The head of the UN Office for Disaster Risk Reduction (UNISDR), Margareta Wahlstrom, speaking at the opening of the 2nd Arab Conference on Disaster Risk Reduction. (Photo: UNISDR)
By Denis McClean
SHARM EL SHEIKH, 15 September 2014
- UNISDR Chief, Margareta Wahlström, yesterday described the post-2015 development agenda as a “once in a lifetime opportunity” when she addressed the opening day of the Second Arab Conference on Disaster Risk Reduction.
She said the consultations that have taken place throughout the Arab world on the post-2015 framework for disaster risk reduction were further evidence of the very strong acceptance there now is for disaster risk reduction as part of the sustainable development agenda.
Hosted by the Egyptian government, some 400 delegates, including representatives from 19 Arab States, have come together for three days to debate the region’s implementation of the existing blueprint for disaster risk reduction, the Hyogo Framework for Action, and recommendations for its revision at the Third World Conference on Disaster Risk Reduction in Sendai, in March, 2015.
Ms. Wahlström recalled that the region experiences drought, floods and sandstorms on a regular basis. In fact, over the last 30 years there have been over 330 major reported disaster events in the region which have disrupted the lives of 60 million people and caused 160,000 deaths.
The region had consistently engaged in implementation of the Hyogo Framework for Action since it was adopted in 2005; 15 of the 22 members of the Arab League of States have reported formally on their progress and ten have established national disaster loss data bases which Ms. Wahlstrom said “are important to understand where you go in the future and that you can integrate risk in all your decision making and planning.”
She also praised the participation of the region in UNISDR’s flagship “Making Cities Resilient Campaign” which includes over 300 municipalities from across the region among its 2,000 members and commended the League of Arab States for supporting leadership at national level which in turn led to positive action at the local level.

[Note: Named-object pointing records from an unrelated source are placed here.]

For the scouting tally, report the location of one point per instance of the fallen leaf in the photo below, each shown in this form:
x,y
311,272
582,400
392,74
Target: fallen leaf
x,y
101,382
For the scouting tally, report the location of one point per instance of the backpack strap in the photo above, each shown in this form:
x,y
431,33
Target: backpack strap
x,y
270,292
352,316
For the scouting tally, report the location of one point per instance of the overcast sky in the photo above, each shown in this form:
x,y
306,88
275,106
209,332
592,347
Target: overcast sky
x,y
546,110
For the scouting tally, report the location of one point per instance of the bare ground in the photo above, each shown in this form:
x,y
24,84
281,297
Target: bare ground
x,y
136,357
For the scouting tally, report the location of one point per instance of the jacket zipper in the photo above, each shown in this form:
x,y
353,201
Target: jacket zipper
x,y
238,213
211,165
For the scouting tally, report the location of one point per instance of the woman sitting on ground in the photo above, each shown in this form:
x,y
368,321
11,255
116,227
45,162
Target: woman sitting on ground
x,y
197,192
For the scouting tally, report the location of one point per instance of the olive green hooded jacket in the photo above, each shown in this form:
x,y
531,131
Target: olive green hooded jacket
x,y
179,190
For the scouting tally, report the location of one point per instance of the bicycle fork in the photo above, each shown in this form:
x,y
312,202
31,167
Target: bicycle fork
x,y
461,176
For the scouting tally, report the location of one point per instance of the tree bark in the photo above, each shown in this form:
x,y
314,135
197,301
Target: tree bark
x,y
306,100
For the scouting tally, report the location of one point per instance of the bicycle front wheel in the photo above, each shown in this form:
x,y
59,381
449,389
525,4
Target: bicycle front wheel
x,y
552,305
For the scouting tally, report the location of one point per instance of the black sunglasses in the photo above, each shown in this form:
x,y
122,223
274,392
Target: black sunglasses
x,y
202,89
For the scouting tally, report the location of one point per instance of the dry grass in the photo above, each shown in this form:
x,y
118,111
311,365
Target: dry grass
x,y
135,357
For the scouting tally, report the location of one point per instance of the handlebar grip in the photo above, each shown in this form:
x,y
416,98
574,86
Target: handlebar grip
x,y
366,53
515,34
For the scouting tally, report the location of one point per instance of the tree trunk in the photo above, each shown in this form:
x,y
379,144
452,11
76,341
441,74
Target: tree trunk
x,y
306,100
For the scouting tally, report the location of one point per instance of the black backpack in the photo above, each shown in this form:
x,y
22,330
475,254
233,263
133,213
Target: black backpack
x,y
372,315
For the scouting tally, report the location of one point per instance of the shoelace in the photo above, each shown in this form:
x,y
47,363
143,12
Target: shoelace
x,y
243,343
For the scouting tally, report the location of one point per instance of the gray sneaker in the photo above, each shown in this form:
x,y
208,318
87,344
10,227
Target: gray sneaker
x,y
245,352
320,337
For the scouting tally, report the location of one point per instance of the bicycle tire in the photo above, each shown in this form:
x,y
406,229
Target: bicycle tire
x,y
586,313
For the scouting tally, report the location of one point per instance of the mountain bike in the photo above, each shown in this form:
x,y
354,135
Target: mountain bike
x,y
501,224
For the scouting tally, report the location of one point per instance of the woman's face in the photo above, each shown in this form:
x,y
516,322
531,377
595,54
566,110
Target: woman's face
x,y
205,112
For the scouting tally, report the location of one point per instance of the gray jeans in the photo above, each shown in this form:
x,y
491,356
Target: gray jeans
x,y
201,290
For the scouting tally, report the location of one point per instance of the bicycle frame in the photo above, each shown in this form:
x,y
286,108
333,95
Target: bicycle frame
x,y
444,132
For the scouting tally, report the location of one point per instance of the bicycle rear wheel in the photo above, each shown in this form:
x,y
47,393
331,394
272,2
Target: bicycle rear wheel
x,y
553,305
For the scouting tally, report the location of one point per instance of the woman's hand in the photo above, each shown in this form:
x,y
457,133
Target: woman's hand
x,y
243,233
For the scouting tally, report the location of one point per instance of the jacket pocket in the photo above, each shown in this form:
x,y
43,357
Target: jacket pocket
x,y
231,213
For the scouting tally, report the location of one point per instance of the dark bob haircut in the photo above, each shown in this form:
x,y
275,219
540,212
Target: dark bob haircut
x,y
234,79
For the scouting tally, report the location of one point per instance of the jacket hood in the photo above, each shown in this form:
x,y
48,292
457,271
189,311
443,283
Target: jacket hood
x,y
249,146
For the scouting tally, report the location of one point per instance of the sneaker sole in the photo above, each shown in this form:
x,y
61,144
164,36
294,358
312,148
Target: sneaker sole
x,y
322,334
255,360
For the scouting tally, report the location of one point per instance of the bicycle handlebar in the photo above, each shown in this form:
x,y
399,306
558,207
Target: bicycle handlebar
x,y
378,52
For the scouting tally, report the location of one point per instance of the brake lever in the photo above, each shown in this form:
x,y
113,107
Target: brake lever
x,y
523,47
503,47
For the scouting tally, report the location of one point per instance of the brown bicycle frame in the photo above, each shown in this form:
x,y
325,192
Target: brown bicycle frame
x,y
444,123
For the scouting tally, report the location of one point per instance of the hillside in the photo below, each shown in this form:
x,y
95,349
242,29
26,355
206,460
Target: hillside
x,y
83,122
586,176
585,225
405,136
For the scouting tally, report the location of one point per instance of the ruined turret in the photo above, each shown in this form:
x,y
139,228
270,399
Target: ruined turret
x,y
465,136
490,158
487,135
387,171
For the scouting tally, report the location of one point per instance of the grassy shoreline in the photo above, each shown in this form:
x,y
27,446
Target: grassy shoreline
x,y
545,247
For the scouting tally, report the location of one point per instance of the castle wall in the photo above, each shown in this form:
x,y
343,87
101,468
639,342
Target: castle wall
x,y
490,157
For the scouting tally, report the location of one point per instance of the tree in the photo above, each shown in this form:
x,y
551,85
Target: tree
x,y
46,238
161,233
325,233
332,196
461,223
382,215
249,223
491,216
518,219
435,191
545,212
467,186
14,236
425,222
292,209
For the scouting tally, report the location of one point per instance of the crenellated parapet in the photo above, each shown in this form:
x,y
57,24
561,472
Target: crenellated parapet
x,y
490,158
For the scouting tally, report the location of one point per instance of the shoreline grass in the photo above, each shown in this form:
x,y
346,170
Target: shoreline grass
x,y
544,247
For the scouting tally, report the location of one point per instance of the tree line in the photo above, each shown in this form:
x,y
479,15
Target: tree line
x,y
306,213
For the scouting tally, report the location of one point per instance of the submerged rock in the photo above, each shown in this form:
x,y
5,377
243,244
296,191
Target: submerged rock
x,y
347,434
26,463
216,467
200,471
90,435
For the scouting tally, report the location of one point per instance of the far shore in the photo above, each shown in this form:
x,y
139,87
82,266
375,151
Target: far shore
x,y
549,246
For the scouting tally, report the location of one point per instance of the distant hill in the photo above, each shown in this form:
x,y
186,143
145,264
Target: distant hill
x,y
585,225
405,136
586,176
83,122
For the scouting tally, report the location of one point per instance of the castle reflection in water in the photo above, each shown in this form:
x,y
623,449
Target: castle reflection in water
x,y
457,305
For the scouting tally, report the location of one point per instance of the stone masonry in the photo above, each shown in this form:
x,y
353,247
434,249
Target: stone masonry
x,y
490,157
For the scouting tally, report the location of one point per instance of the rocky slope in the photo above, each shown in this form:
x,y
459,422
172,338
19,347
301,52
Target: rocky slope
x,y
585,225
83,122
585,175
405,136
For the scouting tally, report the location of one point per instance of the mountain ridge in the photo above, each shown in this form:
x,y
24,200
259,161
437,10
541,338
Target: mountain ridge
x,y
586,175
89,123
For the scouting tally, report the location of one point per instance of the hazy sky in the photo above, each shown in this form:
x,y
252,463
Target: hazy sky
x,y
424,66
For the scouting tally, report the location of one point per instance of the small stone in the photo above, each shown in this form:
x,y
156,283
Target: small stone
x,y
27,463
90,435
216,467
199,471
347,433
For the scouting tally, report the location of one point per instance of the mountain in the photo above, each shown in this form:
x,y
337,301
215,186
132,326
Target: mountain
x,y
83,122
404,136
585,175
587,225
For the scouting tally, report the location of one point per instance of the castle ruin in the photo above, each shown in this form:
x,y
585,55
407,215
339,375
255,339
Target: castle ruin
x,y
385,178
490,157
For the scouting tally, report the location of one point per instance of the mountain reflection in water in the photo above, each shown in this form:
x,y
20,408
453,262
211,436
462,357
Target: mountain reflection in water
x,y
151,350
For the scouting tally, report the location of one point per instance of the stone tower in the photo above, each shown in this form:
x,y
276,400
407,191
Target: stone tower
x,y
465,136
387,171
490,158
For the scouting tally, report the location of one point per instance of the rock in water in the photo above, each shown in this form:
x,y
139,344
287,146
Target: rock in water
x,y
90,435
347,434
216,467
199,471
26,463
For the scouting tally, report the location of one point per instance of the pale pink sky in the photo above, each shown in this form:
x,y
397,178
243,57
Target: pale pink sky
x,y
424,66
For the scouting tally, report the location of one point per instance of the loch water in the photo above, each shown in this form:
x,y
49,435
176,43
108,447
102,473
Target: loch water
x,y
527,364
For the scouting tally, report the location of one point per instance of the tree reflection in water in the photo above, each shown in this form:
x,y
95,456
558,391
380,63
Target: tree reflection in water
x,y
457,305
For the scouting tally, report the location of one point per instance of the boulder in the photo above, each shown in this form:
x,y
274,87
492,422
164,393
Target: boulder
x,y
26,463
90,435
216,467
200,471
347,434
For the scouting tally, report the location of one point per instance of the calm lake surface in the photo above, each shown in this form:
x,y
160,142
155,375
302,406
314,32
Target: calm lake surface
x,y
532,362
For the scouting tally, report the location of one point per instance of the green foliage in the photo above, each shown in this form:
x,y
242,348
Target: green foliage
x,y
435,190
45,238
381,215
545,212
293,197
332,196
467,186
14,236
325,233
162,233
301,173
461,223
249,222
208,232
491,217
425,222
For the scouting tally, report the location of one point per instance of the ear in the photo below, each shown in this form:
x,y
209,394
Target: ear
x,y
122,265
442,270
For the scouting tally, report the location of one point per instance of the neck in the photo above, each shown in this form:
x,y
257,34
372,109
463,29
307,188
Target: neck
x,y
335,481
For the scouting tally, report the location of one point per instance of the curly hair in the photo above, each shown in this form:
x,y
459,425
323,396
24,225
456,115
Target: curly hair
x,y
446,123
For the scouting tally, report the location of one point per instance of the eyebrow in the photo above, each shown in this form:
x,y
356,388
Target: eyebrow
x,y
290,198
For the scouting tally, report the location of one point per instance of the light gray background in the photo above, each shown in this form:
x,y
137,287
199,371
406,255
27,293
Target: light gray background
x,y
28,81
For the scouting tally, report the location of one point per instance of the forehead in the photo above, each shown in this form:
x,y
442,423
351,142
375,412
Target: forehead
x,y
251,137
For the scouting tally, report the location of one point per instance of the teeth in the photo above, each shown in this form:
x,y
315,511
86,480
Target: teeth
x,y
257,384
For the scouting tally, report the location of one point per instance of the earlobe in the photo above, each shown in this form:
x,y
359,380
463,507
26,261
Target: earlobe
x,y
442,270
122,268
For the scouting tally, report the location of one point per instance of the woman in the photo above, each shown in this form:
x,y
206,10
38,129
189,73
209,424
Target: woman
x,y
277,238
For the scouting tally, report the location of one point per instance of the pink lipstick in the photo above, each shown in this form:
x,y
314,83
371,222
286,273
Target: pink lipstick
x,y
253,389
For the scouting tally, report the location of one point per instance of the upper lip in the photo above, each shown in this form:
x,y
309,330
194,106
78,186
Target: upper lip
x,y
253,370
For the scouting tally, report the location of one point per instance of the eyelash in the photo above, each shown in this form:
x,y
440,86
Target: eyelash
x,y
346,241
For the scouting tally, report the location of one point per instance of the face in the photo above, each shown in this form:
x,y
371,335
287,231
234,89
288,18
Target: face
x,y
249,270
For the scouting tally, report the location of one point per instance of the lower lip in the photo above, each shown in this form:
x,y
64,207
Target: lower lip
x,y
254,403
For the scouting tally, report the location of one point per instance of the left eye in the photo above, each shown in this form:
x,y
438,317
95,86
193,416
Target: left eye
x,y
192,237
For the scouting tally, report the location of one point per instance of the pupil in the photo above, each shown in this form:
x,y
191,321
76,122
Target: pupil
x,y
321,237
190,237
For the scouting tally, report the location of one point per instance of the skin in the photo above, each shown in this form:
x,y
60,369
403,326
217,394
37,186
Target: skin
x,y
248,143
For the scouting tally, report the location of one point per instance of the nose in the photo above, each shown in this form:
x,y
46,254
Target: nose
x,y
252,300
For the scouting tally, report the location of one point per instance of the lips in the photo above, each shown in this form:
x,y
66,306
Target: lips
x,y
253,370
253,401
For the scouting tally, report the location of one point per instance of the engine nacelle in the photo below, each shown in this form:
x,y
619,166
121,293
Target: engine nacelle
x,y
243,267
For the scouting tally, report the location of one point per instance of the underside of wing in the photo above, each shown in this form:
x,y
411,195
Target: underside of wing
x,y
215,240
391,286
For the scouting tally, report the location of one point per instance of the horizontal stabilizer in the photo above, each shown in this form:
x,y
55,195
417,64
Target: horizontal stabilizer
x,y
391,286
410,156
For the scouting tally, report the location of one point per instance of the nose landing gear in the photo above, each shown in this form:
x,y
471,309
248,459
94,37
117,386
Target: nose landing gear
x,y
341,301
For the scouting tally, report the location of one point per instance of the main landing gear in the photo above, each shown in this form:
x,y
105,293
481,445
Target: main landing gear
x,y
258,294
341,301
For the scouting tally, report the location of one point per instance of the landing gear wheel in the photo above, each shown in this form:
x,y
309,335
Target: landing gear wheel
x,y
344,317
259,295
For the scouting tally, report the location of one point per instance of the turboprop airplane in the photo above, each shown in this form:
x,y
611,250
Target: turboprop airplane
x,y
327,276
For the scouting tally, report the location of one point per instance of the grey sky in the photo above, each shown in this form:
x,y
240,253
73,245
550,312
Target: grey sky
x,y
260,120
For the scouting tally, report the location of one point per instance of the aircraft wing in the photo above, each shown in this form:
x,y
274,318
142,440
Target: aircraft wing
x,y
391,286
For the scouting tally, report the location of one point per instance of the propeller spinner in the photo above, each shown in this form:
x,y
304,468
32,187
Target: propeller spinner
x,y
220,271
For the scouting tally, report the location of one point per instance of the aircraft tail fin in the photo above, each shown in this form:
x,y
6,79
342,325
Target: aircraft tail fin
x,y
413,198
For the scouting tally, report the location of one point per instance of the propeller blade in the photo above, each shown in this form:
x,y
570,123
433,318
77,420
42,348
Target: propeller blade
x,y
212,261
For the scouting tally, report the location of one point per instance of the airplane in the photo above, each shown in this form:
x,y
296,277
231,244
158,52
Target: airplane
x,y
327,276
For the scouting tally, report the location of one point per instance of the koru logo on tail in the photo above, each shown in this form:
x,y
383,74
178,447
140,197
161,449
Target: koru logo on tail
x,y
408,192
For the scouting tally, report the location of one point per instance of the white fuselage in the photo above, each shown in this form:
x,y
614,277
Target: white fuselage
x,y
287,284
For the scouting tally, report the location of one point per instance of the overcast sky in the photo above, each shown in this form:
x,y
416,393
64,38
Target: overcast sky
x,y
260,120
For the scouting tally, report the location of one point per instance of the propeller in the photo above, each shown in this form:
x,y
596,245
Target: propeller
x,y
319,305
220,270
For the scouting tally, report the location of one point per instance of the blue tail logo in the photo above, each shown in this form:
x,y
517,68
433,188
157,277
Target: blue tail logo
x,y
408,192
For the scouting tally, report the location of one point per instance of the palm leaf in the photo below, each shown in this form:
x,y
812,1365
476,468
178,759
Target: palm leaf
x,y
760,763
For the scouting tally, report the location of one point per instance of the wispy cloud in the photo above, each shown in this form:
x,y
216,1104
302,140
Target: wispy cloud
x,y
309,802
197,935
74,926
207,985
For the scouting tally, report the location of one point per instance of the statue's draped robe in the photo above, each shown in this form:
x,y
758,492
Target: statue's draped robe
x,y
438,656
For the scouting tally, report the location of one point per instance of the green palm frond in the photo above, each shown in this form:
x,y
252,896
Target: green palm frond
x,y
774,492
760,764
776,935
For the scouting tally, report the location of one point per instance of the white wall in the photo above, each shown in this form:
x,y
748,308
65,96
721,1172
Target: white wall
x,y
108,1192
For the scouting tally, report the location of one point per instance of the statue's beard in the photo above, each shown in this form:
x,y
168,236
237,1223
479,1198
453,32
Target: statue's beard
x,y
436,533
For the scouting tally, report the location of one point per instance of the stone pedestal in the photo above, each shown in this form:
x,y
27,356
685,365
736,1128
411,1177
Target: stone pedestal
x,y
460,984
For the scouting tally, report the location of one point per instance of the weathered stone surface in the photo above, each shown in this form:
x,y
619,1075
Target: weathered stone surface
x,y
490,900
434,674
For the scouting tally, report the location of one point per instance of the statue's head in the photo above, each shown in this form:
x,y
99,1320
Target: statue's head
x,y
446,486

Mr. Ahmed Bin Helli, Deputy Secretary-General of the League of Arab States, said that local level political commitment to implement disaster risk reduction must be accompanied by practical steps to tackle risk, a point also underlined by Dr. Fadi Hamdan, Director of the privately operated Disaster Risk Management Centre in Lebanon.
Dr. Hamdan presented an assessment of progress on HFA implementation in the Region and found that significant progress had been made in implementing HFA Priority 3, focused on education and public awareness but less so on Priority 4 which is focused on identifying and eliminating the underlying drivers of risk such as poverty, bad planning and land use, and environmental degradation.
The Egyptian Minister of Urban Renewal and Informal Settlements, Dr. Laila Iskandar, said that climate change and population growth were adding significantly to the challenges of disaster risk reduction in a region where millions are already displaced by conflict. Managing disaster risk is essential to development and the delivery of social justice.
Japan’s State Minister for Foreign Affairs, Minoru Kiuchi, said that next year - for the third time in 30 years - Japan will be hosting the World Conference on Disaster Risk Reduction in Sendai, Japan, following Kobe in 1994 and Yokokama in 2005.
He said it would be a crucial occasion to decide on the succeeding framework to the HFA and provided an essential opportunity to mainstream disaster risk reduction into sustainable development. The Conference would be held in Fukushima Prefecture which had borne the brunt of the 20,000 casualties suffered in the Great East Japan Earthquake and Tsunami of 2011.
Minister Kiuchi said Japan was encouraging representation at the highest level including heads of state and government ministers. He promised continued technical cooperation between Japan and the region in the area of disaster risk management.